Patients who need dialysis for the treatment of ESRD have a high burden of disease because they have numerous coexisting illnesses (such as diabetes and congestive heart failure), high health care utilization with frequent hospitalizations and high rates of readmission, and a very high daily pill burden. The dialysis regimen adds further to this burden, because patients have to make significant changes in their day-to-day lives, including in their diets, to accommodate the treatment schedules and minimize risks to their health. Patients have further challenges in coping with the numerous demands imposed by a diagnosis of ESRD if they also suffer from depression. The ability to cope may be even more decreased with the added stress of a transition in care.
Unfortunately, comorbid depression is very common: a large number of studies from around the world using a variety of assessments seem to suggest that anywhere from one-quarter to one-third of all patients needing dialysis support have significant depressive symptoms (1). A greater severity of depressive symptoms is associated with higher risks for hospitalization and death (2). There is a significant body of evidence that a large part of the health risk associated with depression in dialysis patients arises from their inability to adhere to the prescribed dialysis regimen, diet, and/or medications (3). This observation raises hope that, if patients with depression can be identified early and offered adequate treatment, their depressive symptoms will improve and they will better adhere with their treatment, resulting in better health outcomes.
Unfortunately, few studies have examined whether treatment methods recommended for patients without kidney disease are effective for patients with kidney failure who need dialysis, and none have tested whether such treatment reduces the need for hospitalization or risk for death. Despite this lack of evidence, the Centers for Medicare & Medicaid Services has instituted financial incentives to dialysis facilities linked to screening all Medicare beneficiaries undergoing dialysis for the presence of depression and instituting a plan of care. So what do we know about this issue to allow us to implement this policy imperative in a manner that is safe and effective?
There are many ways to screen for the presence of depression, but it is important to keep some caveats in mind. First, survey instruments like Patient Health Questionnaire (PHQ)-2, PHQ-9, or others, are only meant for screening and identifying patients who need further evaluation and should not be used to make a diagnosis of depression (4). Although a formal diagnosis of depression should only be made using a structured clinical interview, treatment decisions in some patients may be appropriate even without such additional assessment. Second, we must also recognize that many of the symptoms experienced by patients with depression are the same symptoms caused by kidney failure (e.g., fatigue, loss of appetite, and difficulty sleeping). At least 20% of patients who screen positive for depression on survey instruments do not have the disease, and treatment, particularly with antidepressant medications, would be inappropriate (4). For many of the survey instruments, the cutoff score for the diagnosis of depression in patients treated with dialysis is higher than that for patients without kidney disease. Even when the patient’s score is above this higher cutoff score, some patients’ symptoms result from their kidney failure and other coexisting illnesses, not from depression.

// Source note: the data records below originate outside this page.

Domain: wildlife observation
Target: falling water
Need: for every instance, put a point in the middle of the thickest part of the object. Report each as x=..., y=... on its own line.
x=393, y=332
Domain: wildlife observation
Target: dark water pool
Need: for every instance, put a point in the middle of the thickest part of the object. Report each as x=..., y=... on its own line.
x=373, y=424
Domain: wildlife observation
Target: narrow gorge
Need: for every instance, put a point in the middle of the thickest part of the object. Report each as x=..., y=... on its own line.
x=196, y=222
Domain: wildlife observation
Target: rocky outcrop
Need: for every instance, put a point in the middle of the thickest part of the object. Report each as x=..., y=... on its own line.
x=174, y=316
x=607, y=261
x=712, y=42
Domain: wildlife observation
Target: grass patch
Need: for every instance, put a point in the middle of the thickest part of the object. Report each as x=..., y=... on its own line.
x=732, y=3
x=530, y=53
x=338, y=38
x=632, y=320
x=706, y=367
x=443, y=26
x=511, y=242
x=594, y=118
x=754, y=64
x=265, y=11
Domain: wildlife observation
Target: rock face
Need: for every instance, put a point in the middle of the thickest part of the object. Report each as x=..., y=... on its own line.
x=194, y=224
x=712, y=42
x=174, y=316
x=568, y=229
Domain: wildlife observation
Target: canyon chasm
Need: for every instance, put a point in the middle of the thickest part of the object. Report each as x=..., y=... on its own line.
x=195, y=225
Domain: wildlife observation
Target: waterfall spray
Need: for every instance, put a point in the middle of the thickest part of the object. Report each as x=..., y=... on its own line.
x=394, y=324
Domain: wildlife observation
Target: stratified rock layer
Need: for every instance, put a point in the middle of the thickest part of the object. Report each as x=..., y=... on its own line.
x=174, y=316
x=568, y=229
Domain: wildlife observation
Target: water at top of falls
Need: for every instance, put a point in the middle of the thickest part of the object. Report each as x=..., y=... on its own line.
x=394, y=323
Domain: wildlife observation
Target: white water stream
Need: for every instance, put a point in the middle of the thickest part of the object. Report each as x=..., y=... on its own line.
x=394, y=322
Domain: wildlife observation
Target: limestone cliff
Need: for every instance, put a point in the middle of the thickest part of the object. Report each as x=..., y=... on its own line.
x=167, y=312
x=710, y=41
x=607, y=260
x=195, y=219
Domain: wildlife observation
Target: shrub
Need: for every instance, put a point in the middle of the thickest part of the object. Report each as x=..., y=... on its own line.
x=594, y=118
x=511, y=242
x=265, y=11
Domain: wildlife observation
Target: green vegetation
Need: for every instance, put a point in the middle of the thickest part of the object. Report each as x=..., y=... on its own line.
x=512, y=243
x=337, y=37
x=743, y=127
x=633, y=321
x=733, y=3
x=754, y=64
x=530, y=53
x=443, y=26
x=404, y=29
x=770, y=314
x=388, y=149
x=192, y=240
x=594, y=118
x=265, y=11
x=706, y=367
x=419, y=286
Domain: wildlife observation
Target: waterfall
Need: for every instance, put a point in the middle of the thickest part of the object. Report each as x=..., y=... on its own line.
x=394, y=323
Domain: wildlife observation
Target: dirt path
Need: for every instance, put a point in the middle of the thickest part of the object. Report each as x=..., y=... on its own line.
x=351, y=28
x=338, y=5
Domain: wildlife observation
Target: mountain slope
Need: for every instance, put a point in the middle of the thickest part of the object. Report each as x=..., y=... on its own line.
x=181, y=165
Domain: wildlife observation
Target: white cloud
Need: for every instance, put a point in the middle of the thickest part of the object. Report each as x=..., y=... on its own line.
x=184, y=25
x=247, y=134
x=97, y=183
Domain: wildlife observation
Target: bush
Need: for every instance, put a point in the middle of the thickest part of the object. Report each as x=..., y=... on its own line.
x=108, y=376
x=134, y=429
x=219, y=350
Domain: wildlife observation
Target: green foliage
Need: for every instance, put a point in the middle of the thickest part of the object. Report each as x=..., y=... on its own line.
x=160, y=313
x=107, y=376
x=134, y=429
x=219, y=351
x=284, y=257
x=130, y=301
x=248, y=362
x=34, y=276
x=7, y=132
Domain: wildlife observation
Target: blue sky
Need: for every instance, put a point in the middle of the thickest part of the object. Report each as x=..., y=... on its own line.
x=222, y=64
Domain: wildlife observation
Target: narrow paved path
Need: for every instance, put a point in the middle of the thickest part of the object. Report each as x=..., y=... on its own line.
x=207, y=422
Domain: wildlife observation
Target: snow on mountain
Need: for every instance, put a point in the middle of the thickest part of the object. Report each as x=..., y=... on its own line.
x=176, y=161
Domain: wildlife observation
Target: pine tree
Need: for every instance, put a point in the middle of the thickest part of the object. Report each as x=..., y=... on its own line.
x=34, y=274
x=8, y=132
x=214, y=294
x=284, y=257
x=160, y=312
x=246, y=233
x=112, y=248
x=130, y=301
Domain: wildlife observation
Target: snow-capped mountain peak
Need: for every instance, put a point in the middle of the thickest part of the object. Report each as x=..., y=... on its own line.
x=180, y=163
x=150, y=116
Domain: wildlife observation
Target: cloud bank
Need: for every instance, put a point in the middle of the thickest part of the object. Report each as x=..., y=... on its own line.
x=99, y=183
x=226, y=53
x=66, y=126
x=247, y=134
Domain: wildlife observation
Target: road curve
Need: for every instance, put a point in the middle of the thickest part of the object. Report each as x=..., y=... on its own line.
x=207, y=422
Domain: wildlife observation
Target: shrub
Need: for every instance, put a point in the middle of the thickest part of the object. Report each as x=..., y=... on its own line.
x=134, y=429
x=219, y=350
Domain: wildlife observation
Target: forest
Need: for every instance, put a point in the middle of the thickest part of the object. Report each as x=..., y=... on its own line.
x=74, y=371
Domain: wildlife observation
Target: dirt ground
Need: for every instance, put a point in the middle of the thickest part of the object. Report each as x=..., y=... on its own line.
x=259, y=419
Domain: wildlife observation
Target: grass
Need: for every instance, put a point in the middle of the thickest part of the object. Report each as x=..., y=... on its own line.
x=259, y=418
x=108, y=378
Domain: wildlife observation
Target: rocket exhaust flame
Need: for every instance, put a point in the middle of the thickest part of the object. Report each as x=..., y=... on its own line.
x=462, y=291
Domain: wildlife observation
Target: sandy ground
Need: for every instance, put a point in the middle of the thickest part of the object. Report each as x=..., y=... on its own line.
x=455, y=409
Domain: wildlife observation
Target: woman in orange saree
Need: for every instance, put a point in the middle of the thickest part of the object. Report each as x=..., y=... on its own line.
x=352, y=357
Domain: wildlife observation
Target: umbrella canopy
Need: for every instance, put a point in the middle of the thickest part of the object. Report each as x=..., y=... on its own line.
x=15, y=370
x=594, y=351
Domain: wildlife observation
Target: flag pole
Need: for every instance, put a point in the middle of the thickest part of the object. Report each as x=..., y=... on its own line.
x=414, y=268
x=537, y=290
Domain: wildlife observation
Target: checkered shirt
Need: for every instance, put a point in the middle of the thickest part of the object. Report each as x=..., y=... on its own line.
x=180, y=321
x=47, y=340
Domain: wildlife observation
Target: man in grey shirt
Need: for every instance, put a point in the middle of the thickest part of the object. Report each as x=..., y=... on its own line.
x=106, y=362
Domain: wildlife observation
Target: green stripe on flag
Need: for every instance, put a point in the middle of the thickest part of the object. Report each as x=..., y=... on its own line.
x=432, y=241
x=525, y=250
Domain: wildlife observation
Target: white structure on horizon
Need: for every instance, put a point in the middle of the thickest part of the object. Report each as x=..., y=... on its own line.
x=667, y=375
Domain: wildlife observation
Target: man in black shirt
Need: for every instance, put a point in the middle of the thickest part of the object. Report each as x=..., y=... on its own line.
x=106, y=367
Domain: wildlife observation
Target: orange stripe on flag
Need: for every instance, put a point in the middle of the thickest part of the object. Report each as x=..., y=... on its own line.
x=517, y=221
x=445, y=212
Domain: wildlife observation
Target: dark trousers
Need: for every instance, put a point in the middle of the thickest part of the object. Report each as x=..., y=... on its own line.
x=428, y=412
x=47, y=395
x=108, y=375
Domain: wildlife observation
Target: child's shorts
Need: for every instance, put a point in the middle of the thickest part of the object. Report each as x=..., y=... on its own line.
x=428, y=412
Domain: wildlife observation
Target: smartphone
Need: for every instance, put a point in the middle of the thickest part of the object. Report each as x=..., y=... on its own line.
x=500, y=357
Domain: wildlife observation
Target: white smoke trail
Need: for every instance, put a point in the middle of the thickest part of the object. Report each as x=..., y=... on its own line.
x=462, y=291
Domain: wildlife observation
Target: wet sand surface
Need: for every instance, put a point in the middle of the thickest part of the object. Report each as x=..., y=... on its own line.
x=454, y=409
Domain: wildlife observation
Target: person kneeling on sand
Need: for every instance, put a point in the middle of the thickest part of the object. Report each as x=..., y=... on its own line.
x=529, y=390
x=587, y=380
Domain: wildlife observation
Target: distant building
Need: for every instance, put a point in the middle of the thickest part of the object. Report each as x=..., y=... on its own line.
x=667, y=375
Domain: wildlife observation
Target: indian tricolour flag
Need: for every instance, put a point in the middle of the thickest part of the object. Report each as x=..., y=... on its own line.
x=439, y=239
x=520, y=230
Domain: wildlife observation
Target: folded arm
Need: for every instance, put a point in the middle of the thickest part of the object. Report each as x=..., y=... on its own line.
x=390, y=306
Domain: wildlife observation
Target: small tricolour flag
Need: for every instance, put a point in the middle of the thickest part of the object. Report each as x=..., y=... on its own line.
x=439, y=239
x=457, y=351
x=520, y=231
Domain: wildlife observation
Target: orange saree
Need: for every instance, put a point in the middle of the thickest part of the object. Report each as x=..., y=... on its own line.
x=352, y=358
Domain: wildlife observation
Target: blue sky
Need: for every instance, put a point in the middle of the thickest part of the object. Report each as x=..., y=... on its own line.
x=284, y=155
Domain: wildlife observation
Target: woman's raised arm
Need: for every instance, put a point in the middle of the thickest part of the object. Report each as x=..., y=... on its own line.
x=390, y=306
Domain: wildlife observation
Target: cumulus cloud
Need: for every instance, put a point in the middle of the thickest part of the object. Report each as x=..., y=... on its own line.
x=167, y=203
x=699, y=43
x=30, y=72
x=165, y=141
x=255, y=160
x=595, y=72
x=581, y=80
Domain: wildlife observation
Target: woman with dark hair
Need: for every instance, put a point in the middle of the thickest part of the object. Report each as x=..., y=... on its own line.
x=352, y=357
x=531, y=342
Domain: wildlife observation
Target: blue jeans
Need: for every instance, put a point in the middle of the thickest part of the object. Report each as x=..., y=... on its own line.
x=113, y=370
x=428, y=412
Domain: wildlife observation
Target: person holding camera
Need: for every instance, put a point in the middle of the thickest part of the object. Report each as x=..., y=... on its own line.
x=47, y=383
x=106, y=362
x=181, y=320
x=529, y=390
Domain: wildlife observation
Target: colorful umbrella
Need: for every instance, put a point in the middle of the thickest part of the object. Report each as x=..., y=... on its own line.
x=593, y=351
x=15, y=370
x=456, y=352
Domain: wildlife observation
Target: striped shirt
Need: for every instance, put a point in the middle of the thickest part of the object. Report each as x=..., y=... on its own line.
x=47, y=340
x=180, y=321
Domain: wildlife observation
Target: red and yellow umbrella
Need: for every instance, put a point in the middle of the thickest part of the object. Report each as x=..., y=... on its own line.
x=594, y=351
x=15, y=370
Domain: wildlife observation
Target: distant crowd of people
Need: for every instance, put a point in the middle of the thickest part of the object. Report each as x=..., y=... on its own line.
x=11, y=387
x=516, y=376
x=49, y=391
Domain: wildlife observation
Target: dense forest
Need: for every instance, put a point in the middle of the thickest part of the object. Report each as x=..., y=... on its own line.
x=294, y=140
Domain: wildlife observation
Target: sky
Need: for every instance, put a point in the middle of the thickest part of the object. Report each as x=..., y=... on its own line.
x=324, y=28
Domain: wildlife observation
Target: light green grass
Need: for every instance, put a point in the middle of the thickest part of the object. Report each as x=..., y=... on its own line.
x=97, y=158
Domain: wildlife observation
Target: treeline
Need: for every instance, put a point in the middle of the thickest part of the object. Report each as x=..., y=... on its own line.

Even though there is limited evidence to date for health benefits from treatment of depression, lack of evidence is not the same as lack of benefit, and treatment should be offered to selected patients. Even today, a diagnosis of depression has stigma attached with it, and many patients are unwilling to accept the label and/or treatment even when offered. Hence, tremendous clinical skill is needed to communicate the results of diagnosis and options for treatment.
Palmer S, et al.. Prevalence of depression in chronic kidney disease: Systematic review and meta-analysis of observational studies. Kidney Int 2013; 84:179–191.
Farrokhi F, et al.. Association between depression and mortality in patients receiving long-term dialysis: A systematic review and meta-analysis. Am J Kidney Dis 2014; 63:623–635.
DiMatteo MR, Lepper HS, Croghan TW. Depression is a risk factor for noncompliance with medical treatment: Meta-analysis of the effects of anxiety and depression on patient adherence. Arch Intern Med 2000; 160:2101–2107.
Hedayati SS, Yalamanchili V, Finkelstein FO. A practical approach to the treatment of depression in patients with chronic kidney disease and end-stage renal disease. Kidney Int 2012; 81:247–255.
Duarte PS, et al.. Cognitive-behavioral group therapy is an effective treatment for major depression in hemodialysis patients. Kidney Int 2009; 76:414–421.
Cukor D, et al.. Psychosocial intervention improves depression, quality of life, and fluid adherence in hemodialysis. J Am Soc Nephrol 2014; 25:196–206.
Hosseini SH, Espahbodi F, Mirzadeh Goudarzi SM. Citalopram versus psychological training for depression and anxiety symptoms in hemodialysis patients. Iran J Kidney Dis 2012; 6:446–451.
Hedayati SS, et al.. Rationale and design of A Trial of Sertraline vs. Cognitive Behavioral Therapy for End-Stage Renal Disease Patients with Depression (ASCEND). Contemp Clin Trials 2016; 47:1–11.